For some reason, Helen hated cars. She was a feminist and environmentalist. So, the first act of the Scared Mechanics (ironically) was to make it impossible for automobiles to ever operate again. Other things still worked in the technical realm, talking toasters and AM Camels, but no Buick Regal ever started again. They still won't start; don't ask, because I don't know.

I forgot to spit out the red pill last night, Tim. I got the shakes about three in the morning and then I dreamed that God was an ant. He had on one of those red beetle helmets and he was huge and black. There was a long line of humans trying to get into Mount Heaven (an ethereal ant hill), but the ant saints were turning them away; only those born in the image of God could go to the great ant heap in the sky. Humans were too insignificant and stupid to get into Mount Heaven.
It does make sense. Ants were the chosen creatures, the peace keepers of the planet, the end result of eons of evolution, the top of the food chain. Human beings were asocial, violent, anti-creative insects that had their turn as the chosen ones. They blew it badly, and so God turned into an ant. That's what the ants said. God created them in his own image and loved them and gave them eternal ant existence. The rest of the universal creatures, well, to hell with those sub ant types. God didn't give a rat's ass about human insects.
So maybe I don't have to live forever. Maybe I'll go where squashed ants used to go when God was a human male.

I'm looking at the puzzle pieces on the table. Somehow this confusion must add up to a whole picture.
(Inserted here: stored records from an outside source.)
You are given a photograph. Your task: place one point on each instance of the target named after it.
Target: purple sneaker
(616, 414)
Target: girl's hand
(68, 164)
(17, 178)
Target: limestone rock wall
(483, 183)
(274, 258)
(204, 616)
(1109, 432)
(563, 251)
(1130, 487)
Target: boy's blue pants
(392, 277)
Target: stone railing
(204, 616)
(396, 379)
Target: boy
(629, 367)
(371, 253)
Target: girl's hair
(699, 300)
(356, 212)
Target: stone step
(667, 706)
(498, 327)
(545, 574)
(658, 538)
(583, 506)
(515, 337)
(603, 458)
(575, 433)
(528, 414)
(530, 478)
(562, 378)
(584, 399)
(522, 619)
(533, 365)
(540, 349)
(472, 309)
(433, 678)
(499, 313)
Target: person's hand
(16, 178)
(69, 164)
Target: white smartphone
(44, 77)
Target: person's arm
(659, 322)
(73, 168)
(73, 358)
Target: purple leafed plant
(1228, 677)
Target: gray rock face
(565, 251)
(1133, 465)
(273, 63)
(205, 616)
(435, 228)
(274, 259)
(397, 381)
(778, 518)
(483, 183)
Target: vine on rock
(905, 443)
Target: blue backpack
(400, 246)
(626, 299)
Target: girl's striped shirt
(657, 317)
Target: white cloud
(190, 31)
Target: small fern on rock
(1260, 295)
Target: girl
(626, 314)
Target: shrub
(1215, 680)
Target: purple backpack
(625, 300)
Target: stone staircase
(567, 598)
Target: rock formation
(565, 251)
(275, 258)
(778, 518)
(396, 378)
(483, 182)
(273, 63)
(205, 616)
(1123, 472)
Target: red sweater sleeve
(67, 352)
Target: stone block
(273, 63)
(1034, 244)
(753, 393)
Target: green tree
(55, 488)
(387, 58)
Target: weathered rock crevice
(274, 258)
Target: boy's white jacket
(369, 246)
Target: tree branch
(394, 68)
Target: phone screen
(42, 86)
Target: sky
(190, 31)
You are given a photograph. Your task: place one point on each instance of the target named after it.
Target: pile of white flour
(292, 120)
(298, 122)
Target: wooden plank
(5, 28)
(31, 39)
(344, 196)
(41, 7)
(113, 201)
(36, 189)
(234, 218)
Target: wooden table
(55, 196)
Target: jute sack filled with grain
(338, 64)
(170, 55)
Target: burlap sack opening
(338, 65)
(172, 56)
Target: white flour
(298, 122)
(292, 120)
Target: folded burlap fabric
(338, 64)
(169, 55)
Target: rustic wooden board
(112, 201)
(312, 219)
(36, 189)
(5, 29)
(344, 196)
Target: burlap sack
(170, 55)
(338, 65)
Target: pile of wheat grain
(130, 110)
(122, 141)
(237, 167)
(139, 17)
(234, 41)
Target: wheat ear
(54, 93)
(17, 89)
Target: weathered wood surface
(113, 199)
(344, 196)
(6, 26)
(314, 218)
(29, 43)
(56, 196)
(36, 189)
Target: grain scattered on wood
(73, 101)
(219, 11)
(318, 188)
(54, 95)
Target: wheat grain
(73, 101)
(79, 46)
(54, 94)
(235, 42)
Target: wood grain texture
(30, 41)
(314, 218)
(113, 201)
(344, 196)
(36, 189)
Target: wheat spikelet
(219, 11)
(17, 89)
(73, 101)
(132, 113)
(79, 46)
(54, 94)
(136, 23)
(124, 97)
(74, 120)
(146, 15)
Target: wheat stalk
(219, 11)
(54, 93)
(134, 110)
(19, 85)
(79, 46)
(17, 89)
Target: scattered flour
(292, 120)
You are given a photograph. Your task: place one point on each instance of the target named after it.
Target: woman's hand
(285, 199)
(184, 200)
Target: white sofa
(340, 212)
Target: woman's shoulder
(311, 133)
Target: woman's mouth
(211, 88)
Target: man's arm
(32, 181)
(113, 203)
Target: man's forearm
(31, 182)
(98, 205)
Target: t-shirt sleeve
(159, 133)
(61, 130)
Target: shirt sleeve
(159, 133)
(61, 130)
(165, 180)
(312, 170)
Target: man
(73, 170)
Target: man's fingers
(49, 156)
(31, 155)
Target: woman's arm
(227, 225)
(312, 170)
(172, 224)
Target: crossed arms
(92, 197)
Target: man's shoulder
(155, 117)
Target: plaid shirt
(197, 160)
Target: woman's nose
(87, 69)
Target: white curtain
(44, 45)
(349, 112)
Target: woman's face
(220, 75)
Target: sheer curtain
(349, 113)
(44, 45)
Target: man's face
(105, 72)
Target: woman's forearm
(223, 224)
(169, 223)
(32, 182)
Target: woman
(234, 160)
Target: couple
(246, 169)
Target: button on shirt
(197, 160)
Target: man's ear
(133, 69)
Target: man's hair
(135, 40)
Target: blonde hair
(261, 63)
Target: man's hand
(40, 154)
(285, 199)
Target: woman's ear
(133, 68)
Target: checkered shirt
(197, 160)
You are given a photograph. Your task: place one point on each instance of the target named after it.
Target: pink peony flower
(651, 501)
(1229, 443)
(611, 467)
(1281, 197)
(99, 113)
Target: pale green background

Here's what we know:
God likes to play Monopoly.
Light creates space, time, and solid objects like Pepsi cans.
The world is full of things that alter our consciousness: red pills; soma water; Mann Glasses; cigarettes; coffee; sex hormones; silence; death ...
God left seven commandments; a Holy List of Rules to guide our lives.
The first thing God wants is for us to be quiet.
Ants are God's chosen creatures; they were created in His image.
God killed my brother.
Sadaya of Sumeria claims to be my Holy Attorney.
His sister Sybil is the most beautiful creature ever created by God.
The smartest humans to ever exist were Maxwell, Madeline, and Sydney Gofigure.
God was shot in the head when the S-Bomb went off.
God is now confused and acting erratically.
Time does not know if it is now or later or some combination.
Space is the universal joint, it is everywhere all the time, like Heaven.
Eternity can kill you if you stare at it, but you can never make eternity die.
God wears a red helmet (maybe for seizures).
I go over and over the puzzle, shifting the pieces, talking to myself, all the while the videoscreen is flashing the message "Shut the Fuck Up!"
I think I'll grab on to a nurse's ass like vice grips on a silk pillow, and never let go.
Opps! Time for my enema. I need to talk to a nurse. Listen assholes! I need a fucking nurse in here right now!

Oh, and I forgot to mention, just to make matters totally worse, I passed the Sacred Parking Lot this morning and Dallas is gone. Something must be horribly wrong; AM Camels are programmed to stand by their families to the death.